Im Interview erklären Sergio Morabito und Jossi Wieler ihre Bühneninterpretation des antiken Stoffs, die menschliche Fragilität und Widersprüche.

Die Odyssee ist Teil des Mythenschatzes der Menschheit. Inwieweit liest man als Regieteam diesen Mythos zusammen mit dem, was Monteverdi und sein Librettist Badoaro in Il ritorno d’Ulisse in patria geschaffen haben?

SERGIO MORABITO Mythos ist kein ungebrochen positiver Begriff. Wir leben nach wie vor in mythischen Zeiten, in denen unsere menschliche Zerbrechlichkeit irrationalen Mächten und Gewalten ausgesetzt ist. Mythen auf unsere heutigen Erfahrungen hin transparent zu machen, verstehen wir als zentrales Movens unserer Theaterarbeit. Nicht anders als die antiken Tragiker, die allgemein bekannte mythische Erzählzusammenhänge auf die Bühne brachten, um sie zu de-sakralisieren und auf die eigene Gegenwart und deren Nöte und Konflikte transparent zu machen. Es geht also darum, in den kulturell tradierten Mythen unsere Ängste, Nöte, Schmerzen, Hoffnungen zu reflektieren.

 

JOSSI WIELER Monteverdi und Badoaro wählen für diese Oper bereits eine ganz eigene Perspektive auf das überlieferte Heldenepos, die unsere Aufmerksamkeit auf die menschliche Zerbrechlichkeit lenkt. Der der Handlung vorangestellte Prolog leitet eine Handlung ein, in der alle Charaktere – seien sie nun Menschen oder Götter – brüchig und mit großen Fragezeichen versehen sind. Natürlich behält man bei der Arbeit die Homer’sche Erzählung im Hinterkopf, das geht gar nicht anders, aber entscheidend ist, dass diese in der Oper nicht einfach nacherzählt, sondern auf ihre Widersprüche und ihr Schmerzpotenzial hin abgeklopft wird. Wir dürfen nicht den Fehler begehen, das uns bekannte mythische Geschehen vom bekannten Ergebnis, also sozusagen »von hinten aus« zu verstehen, sondern wir müssen die ständigen Risse und Brüche in der vermeintlichen Kontinuität dieses Geschehens registrieren.

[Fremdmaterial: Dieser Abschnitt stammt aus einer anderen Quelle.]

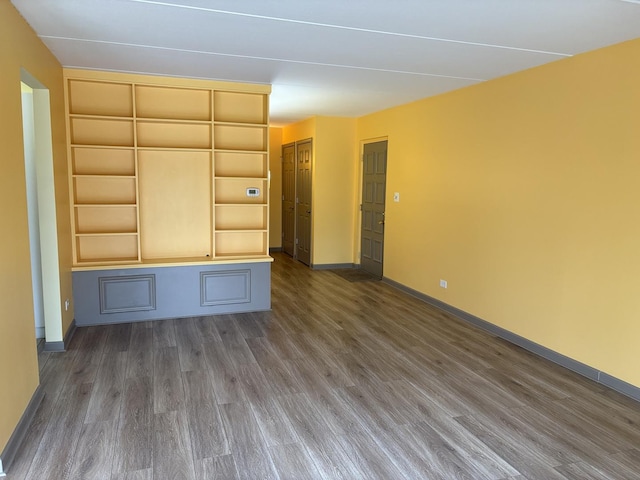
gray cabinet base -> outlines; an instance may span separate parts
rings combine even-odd
[[[78,326],[256,312],[271,308],[271,263],[73,272]]]

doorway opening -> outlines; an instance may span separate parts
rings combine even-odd
[[[49,90],[25,70],[20,80],[35,332],[55,342],[62,311]]]
[[[362,162],[360,268],[375,277],[382,278],[387,141],[365,144]]]
[[[282,250],[311,265],[312,140],[282,146]]]

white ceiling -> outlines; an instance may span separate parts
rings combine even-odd
[[[360,116],[640,37],[640,0],[12,2],[65,67],[272,84],[276,125]]]

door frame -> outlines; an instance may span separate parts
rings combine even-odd
[[[293,258],[298,260],[298,145],[301,143],[310,143],[311,144],[311,220],[310,220],[310,231],[309,231],[309,256],[310,263],[313,259],[313,171],[314,171],[314,163],[315,163],[315,151],[313,145],[313,137],[304,138],[301,140],[295,140],[293,142],[287,142],[282,145],[281,153],[284,151],[284,147],[293,146],[294,153],[294,161],[296,167],[293,171],[293,184],[294,184],[294,204],[293,204]],[[282,155],[284,161],[284,155]],[[284,168],[282,169],[282,184],[284,185]],[[284,212],[283,212],[284,215]],[[284,219],[283,219],[284,220]],[[284,221],[282,222],[282,232],[284,232]],[[311,267],[311,265],[309,265]]]
[[[281,242],[282,242],[282,251],[284,252],[284,233],[285,233],[285,211],[284,211],[284,188],[286,185],[285,182],[285,169],[284,169],[284,149],[285,148],[289,148],[292,147],[293,148],[293,163],[294,163],[294,167],[293,167],[293,247],[292,247],[292,253],[291,253],[291,257],[292,258],[296,258],[296,222],[297,222],[297,212],[296,212],[296,190],[298,188],[298,182],[296,181],[296,177],[297,177],[297,169],[296,169],[296,165],[298,164],[298,159],[297,159],[297,150],[296,150],[296,142],[289,142],[286,144],[283,144],[280,147],[280,156],[282,158],[282,179],[281,179],[281,185],[282,185],[282,208],[281,208],[281,214],[282,214],[282,224],[281,224],[281,235],[280,237],[282,238]],[[287,252],[285,252],[287,253]]]
[[[388,177],[389,173],[389,137],[388,136],[380,136],[380,137],[372,137],[360,140],[360,146],[358,150],[358,188],[356,191],[356,221],[354,222],[353,230],[354,230],[354,244],[353,244],[353,258],[355,260],[354,264],[359,268],[360,261],[362,258],[362,252],[360,251],[362,245],[362,180],[364,177],[364,146],[369,143],[377,143],[377,142],[387,142],[387,170],[386,174]],[[386,189],[385,192],[385,205],[388,206],[388,195],[389,189]],[[388,215],[385,215],[385,218],[388,219]],[[386,227],[386,225],[385,225]],[[386,231],[386,228],[385,228]],[[383,258],[383,268],[384,268],[384,256]],[[384,278],[384,277],[383,277]]]

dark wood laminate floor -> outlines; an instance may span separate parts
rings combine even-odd
[[[640,405],[277,254],[273,311],[78,329],[9,480],[640,479]]]

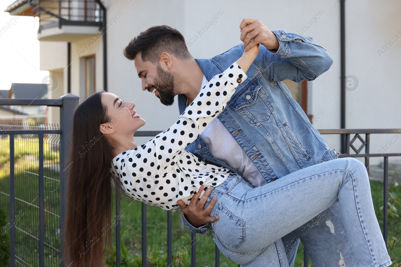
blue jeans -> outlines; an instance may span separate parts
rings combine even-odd
[[[242,266],[269,266],[263,257],[265,248],[337,202],[359,265],[391,264],[366,168],[355,159],[322,163],[256,188],[239,176],[230,176],[212,190],[206,205],[214,197],[217,202],[211,216],[220,217],[212,223],[215,240],[227,258]],[[331,226],[330,221],[326,223]]]

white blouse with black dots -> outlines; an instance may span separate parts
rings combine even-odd
[[[234,62],[211,80],[167,130],[113,159],[111,172],[119,177],[124,193],[146,204],[176,211],[177,201],[189,204],[202,185],[206,190],[223,183],[229,170],[205,163],[184,149],[224,110],[247,78]]]

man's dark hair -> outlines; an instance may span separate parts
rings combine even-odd
[[[167,25],[153,26],[134,37],[124,49],[124,56],[133,60],[138,53],[144,61],[158,62],[163,52],[182,60],[192,58],[185,40],[177,30]]]

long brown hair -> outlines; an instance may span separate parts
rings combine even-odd
[[[68,257],[69,267],[105,266],[105,249],[111,249],[111,229],[106,226],[111,224],[112,191],[120,186],[110,173],[111,146],[99,131],[101,124],[110,122],[101,93],[83,101],[74,114],[63,229],[62,260],[67,266]]]

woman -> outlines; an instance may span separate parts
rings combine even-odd
[[[330,161],[253,188],[184,150],[223,111],[259,49],[255,46],[214,77],[176,123],[140,146],[133,135],[145,122],[135,104],[99,92],[79,105],[73,122],[64,229],[70,266],[105,265],[104,249],[111,241],[105,226],[111,218],[112,181],[128,196],[172,211],[178,210],[178,200],[189,204],[210,188],[207,205],[217,197],[211,215],[220,217],[212,223],[216,243],[227,257],[249,266],[262,266],[253,259],[263,248],[338,200],[360,266],[391,264],[366,169],[358,161]]]

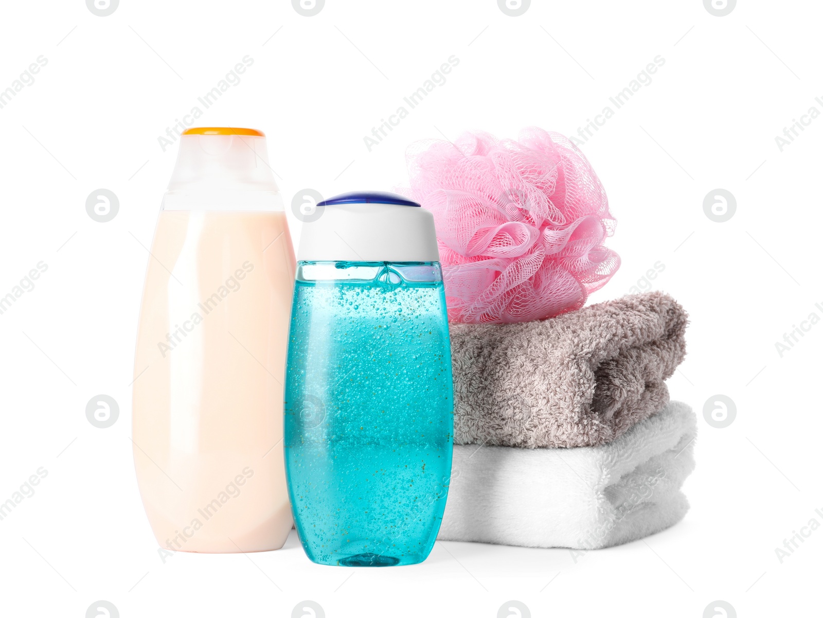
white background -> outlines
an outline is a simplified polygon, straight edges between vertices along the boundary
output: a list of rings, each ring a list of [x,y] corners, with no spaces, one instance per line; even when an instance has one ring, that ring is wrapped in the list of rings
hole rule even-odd
[[[494,0],[82,0],[4,2],[0,89],[40,55],[35,81],[0,109],[0,295],[48,270],[0,315],[0,500],[48,476],[0,522],[2,613],[83,616],[291,616],[305,599],[345,616],[694,616],[717,599],[740,616],[819,611],[823,530],[781,564],[775,548],[823,523],[819,383],[823,323],[781,357],[775,342],[823,317],[819,230],[823,119],[781,152],[774,137],[823,95],[819,2],[740,0],[713,16],[700,0],[547,2],[520,16]],[[268,136],[286,202],[406,182],[412,142],[470,128],[575,134],[660,55],[665,64],[582,146],[618,221],[622,266],[597,302],[653,281],[691,316],[672,398],[700,417],[691,509],[673,528],[575,562],[567,550],[438,542],[422,565],[311,564],[280,551],[176,554],[164,564],[137,492],[129,442],[137,312],[151,235],[176,144],[157,137],[241,58],[253,65],[198,121]],[[451,55],[447,81],[369,152],[364,136]],[[109,222],[86,214],[114,191]],[[722,188],[724,223],[704,213]],[[296,242],[300,224],[290,213]],[[97,429],[89,399],[119,421]],[[725,429],[703,418],[724,394]],[[811,606],[809,611],[811,611]],[[713,612],[709,612],[709,616]],[[731,615],[731,614],[730,614]]]

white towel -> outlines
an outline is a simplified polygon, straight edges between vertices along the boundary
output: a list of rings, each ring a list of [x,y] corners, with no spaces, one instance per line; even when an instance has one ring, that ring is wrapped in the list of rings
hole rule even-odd
[[[455,446],[438,538],[590,550],[660,532],[689,509],[696,425],[671,402],[602,446]]]

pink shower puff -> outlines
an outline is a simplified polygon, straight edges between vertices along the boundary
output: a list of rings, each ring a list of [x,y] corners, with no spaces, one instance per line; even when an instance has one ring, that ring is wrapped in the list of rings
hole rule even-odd
[[[435,215],[452,322],[512,323],[579,309],[620,258],[600,180],[565,137],[467,132],[407,152],[410,193]]]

Die Oper heißt: Il ritorno d’Ulisse in patria – auf dem Wort »ritorno« scheint ein besonderer Fokus zu liegen. Warum dieser komplexe Titel, warum nicht nur »Ulisse«?

JW Es ist schon sehr auffallend: Da wird eine gar nicht so kurze Oper geschrieben, in der es um nichts anderes geht als um den Moment der Rückkehr der Titelfigur und ihrer Wiederbegegnung mit der Gattin Penelope. Nicht die vergangenen 20 Jahre, die sein überliefertes Heldentum begründet haben, sind das Thema, sondern ausschließlich der allerletzte innere Schritt, den er noch gehen muss, nachdem er äußerlich bereits zu Beginn in seiner Heimat angekommen ist. Wer ist Ulisse an diesem Punkt seines Lebens? In den 20 Jahren seiner Abwesenheit – zehn Jahre Krieg, zehn Jahre Irrfahrt – hat er sich nicht nur altersmäßig verändert, sondern auch durch das, was er getan, geleistet und verbrochen hat. Seine Irrfahrt, aber auch sein Nichterkennen der Heimat am Beginn der Oper ist in einem existenziellen Sinn zu verstehen. Physisch mag er in Ithaka gelandet sein, aber sein Selbst ist ihm fremd und unbegreiflich geworden. Die Heimat ist gewissermaßen der Spiegel, in der er die Differenz zu sich selber wahrnimmt. Darum zögert er etwa nach seiner Begegnung mit seinem Sohn Telemaco, mit ihm gemeinsam Penelope aufzusuchen, was die humanste und naheliegendste Reaktion wäre. Ein Psychologe würde hier wohl von Schuldgefühlen sprechen, die ihn davon abhalten.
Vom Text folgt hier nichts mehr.